Understanding your bill in 3 parts
Chances are you only look at your energy bill each month to see the amount that’s due, or you might never look at it if you’re set up for auto-pay. Even if you do pay close attention, you still may have problems understanding your utility bill. Despite the fact that utility bills are different from provider to utility there are common parts and pieces that are similar across every bill. Three main charges that you will want to be aware of as a smart energy consumer as you ask the question, "How am I billed for electricity and natural gas?":
- Generation service charge
- Transmission and distribution service charge
- Supply service charge
Understanding what each of these utility charges is by reading the breakdown below:
1. Generation service charge
As the name implies, this relates to the cost for electricity to be generated from a power source. Depending on your location, generation can be from a coal plant, a wind turbine, or even a solar farm.

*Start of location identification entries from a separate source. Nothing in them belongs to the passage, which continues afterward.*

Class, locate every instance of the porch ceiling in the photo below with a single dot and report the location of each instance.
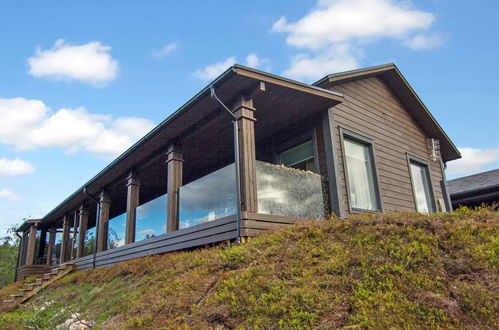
(204, 132)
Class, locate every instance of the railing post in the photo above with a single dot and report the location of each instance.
(83, 216)
(174, 160)
(243, 110)
(50, 247)
(132, 202)
(65, 240)
(30, 256)
(105, 203)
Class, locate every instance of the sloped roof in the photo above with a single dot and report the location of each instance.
(476, 182)
(394, 79)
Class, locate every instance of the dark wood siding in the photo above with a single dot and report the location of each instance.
(371, 109)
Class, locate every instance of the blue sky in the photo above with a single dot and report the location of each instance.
(82, 80)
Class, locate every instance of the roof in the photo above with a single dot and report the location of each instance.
(474, 183)
(391, 75)
(234, 81)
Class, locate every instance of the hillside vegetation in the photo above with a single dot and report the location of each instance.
(376, 271)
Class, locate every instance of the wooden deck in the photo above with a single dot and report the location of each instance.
(211, 232)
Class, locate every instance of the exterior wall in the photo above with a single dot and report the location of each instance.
(371, 109)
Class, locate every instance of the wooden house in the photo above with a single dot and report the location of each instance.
(357, 141)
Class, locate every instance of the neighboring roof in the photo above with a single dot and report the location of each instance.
(474, 183)
(401, 88)
(235, 79)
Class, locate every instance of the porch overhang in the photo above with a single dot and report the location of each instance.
(205, 131)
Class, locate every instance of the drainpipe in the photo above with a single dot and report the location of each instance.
(97, 223)
(236, 162)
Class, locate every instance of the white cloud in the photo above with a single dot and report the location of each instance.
(312, 67)
(473, 161)
(30, 124)
(253, 61)
(335, 31)
(422, 41)
(167, 49)
(90, 63)
(214, 70)
(6, 194)
(14, 167)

2. Transmission and distribution services charge
Transmission charges are simply the lines and pipes that carry the electricity and natural gas from the source (Generation or wellhead, respectively), to cities and neighborhoods. The Distribution charge is for “the last mile” that carries energy from local lines specifically into your home or business. Insider Tip: In some cases, you may not see these charges listed separately on your bill, but these costs go to the maintenance and operating costs of the lines and pipes.
3. Supply service charge
You only see this charge if you enroll with an energy supplier. In that case, the supplier name and the rate you enrolled in will be on your bill. If you don’t have a supplier, this cost is simply added to your utility’s supply charges. The supply charge refers to how much energy you used and the rate you were charged for that energy. Depending on your utility, there may also be a few miscellaneous charges such as “Customer Charge” or “Service Fee”, but these are related more to administrative or operating costs.